Her eyes widened. She’d never seen anything like that in her seventy-five years. That phenomenon hadn’t been there when she’d moved to Denver.
So this Eight Corp that the Lightfolk ran was not a small deal. Not if it was messing with the magical energies like that.
She’d allowed them to sneak up on her, hadn’t been paying attention, hadn’t known they’d established a base in Denver. Why Denver? She shivered. Chinook mewed again and Jenni tore her gaze from downtown.
She was here to find her brother. She swallowed hard.
The Lightfolk believed Rothly was lost in the gray mist of the interdimension.
How long? A person died after a period of time…Jenni wasn’t sure of the length. But she wasn’t the scholar of the family.

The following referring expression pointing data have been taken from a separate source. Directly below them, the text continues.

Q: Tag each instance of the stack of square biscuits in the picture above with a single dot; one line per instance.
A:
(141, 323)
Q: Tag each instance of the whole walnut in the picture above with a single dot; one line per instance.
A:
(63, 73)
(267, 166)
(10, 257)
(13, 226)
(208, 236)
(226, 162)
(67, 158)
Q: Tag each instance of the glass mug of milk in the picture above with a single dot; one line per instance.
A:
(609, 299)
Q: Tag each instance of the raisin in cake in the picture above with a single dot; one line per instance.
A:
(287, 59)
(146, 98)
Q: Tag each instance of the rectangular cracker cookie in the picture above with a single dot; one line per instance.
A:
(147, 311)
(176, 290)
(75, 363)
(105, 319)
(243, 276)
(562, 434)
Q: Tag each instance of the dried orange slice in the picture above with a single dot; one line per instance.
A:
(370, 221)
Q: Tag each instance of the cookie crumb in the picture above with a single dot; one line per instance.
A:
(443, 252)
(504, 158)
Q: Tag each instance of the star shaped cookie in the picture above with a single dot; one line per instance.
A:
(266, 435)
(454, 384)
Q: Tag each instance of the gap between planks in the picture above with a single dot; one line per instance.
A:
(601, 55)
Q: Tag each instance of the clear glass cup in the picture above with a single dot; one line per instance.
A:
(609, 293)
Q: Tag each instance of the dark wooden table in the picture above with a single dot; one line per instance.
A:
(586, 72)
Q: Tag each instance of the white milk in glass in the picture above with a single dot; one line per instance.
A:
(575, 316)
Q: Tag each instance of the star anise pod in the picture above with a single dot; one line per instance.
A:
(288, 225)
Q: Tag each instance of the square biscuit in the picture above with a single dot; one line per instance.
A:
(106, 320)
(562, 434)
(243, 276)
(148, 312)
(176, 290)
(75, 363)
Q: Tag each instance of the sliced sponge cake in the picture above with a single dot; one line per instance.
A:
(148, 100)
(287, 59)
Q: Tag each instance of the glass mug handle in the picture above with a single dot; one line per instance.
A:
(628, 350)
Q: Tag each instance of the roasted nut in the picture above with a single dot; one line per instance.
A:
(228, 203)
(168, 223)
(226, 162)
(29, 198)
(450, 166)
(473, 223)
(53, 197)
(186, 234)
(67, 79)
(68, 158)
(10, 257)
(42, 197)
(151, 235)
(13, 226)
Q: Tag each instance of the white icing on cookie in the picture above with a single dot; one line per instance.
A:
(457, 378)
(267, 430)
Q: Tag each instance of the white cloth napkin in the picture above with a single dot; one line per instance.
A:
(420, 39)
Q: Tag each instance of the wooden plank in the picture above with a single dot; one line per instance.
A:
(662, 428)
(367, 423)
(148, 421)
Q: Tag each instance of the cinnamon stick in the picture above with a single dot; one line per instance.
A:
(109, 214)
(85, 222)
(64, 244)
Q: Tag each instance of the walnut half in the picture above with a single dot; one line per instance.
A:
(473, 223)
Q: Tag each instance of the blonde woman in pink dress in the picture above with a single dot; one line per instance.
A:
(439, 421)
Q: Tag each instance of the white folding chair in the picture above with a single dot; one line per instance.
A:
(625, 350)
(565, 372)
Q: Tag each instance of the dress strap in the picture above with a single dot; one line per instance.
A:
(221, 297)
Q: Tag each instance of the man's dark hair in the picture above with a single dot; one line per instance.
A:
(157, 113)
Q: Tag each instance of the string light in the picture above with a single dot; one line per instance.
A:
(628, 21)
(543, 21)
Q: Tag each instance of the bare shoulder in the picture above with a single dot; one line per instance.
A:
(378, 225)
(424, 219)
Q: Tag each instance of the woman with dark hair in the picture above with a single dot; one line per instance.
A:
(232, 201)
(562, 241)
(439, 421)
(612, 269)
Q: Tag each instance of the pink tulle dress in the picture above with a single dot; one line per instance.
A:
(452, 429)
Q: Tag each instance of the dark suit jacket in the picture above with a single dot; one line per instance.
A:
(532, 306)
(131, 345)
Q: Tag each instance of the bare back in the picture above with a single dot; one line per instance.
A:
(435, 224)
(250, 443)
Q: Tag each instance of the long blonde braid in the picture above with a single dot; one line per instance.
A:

Another reason to return to Northumberland, for information.
Since she’d never spent more than forty-five minutes in the mist, the time it took to die had seemed long to her as a youngster. Now she thought it was under three months. How long had Rothly been gone? She’d been too angry, too frightened for her brother, to ask the right questions.
Maybe she could sense him. She wouldn’t be able to see him, or move in the mist without becoming lost, but she might know.
She hoped. A lot of hoping and praying going on. As usual when involved with the great Lightfolk.
She wanted to save him more than anything else in her life.
He’d be the only other person in the mist.
She sent her energy probing through the interdimension, searching, searching. There! Somewhere, north? Northwest? Geographically she couldn’t tell…but there was a pulsing human-and-Lightfolk-elf-djinn aura… Rothly.